Extraction à petite échelle de l’ADN génomique de Caenorhabditis elegans
Summary
Voici une description de l’isolement simple et relativement rapide de l’ADN génomique de Caenorhabditis elegans à partir d’un ou de quelques animaux à l’aide d’un kit de tissus disponible dans le commerce. La préparation d’ADNg qui en résulte est un modèle approprié pour la PCR.
Abstract
L’extraction génomique de l’ADN à partir d’un ou de quelques Caenorhabditis elegans a de nombreuses applications en aval, y compris la PCR pour les lignées de génotypage, le clonage et le séquençage. Les méthodes traditionnelles à base de protéinase K pour l’extraction de l’ADN génomique de C. elegans prennent plusieurs heures. Les kits d’extraction commerciaux qui ouvrent efficacement la cuticule de C. elegans et extraient l’ADN génomique sont limités. Une méthode facile, plus rapide (~ 15 min) et rentable d’extraction de l’ADN génomique de C. elegans qui fonctionne bien pour les applications en classe et en recherche est rapportée ici. Cette méthode d’extraction de l’ADN est optimisée pour utiliser un ou quelques nématodes larvaires tardifs (L4) ou adultes comme matériau de départ pour obtenir un modèle fiable pour effectuer la PCR. Les résultats indiquent que la qualité de l’ADN convient à l’amplification de cibles génétiques de différentes tailles par PCR, permettant le génotypage d’un ou de quelques animaux, même à des dilutions à un cinquantième de l’ADN génomique d’un seul adulte par réaction. Les protocoles signalés peuvent être utilisés de manière fiable pour produire rapidement un modèle d’ADN à partir d’un seul ou d’un petit échantillon de C. elegans pour des applications basées sur la PCR.
Introduction
Ici, deux protocoles connexes sont présentés pour la lyse de Caenorhabditis elegans afin de rendre l’ADN accessible pour les applications basées sur la PCR. La PCR est une technique moléculaire couramment utilisée pour de nombreuses applications, y compris le génotypage et l’amplification de fragments d’ADN pour le clonage et le séquençage, entre autres. Le petit ver rond (1 mm) vivant librement C. elegans est un système animal populaire pour la recherche biologique. L’obtention d’ADN génomique approprié à partir d’un seul animal ou de quelques animaux est suffisante pour amplifier la séquence par PCR. Les larves et les adultes de la fin de la L4 ne contiennent que ~1 000 cellules somatiques (y compris certaines cellules polyploïdes multinucléaires), des cellules germinales et (si l’animal est un hermaphrodite gravide) une progéniture in utero1. Cependant, ces animaux sont protégés par une cuticule qui doit être perturbée pour extraire l’ADN génomique2. Les méthodes standard pour préparer un modèle d’ADN génomique de nématode pour la PCR impliquent plusieurs étapes et prennent plusieurs heures. Les animaux sont d’abord congelés dans un tampon de lyse de ver contenant de la protéinase K (−70 °C ou moins) pendant au moins 15 à 45 min (plus longtemps est recommandé par certains protocoles)3,4,5,6. Cette étape ouvre les animaux.
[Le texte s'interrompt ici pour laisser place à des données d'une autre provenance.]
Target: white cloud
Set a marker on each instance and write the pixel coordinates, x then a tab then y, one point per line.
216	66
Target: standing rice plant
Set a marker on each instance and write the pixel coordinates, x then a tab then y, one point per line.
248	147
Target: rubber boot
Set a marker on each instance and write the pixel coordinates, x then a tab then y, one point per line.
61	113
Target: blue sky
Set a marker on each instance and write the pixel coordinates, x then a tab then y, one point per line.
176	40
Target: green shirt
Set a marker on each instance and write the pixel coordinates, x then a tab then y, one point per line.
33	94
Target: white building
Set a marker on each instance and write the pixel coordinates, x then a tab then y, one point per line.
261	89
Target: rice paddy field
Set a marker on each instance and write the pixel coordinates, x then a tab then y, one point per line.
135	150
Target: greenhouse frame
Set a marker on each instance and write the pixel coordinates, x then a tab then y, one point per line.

Après congélation, les animaux sont incubés pendant 1 h à 60-65 °C pour que la protéinase K fonctionne, puis l’enzyme est inactivée pendant 15-30 min à 95 °C. La protéinase K détruit les nucléases qui dégradent l’ADN. L’inactivation de la protéinase K avant la PCR est importante pour empêcher la protéinase K de dégrader l’ADN polymérase. Les deux protocoles basés sur des kits décrits ici sont des méthodes rapides, fiables et rentables pour extraire l’ADN génomique d’un seul animal ou de quelques nématodes pour la recherche quotidienne et l’enseignement des applications de laboratoire. Le kit utilisé a été optimisé à l’origine par le fabricant pour extraire l’ADN des tissus animaux, de la salive et des cheveux7. Il utilise une solution exclusive de préparation tissulaire et une solution d’extraction pour lyser les cellules et rendre l’ADN génomique accessible. Une solution de neutralisation exclusive neutralise ensuite les composants qui peuvent inhiber la PCR (par exemple, les sels, les ions et les molécules de liaison Mg2+).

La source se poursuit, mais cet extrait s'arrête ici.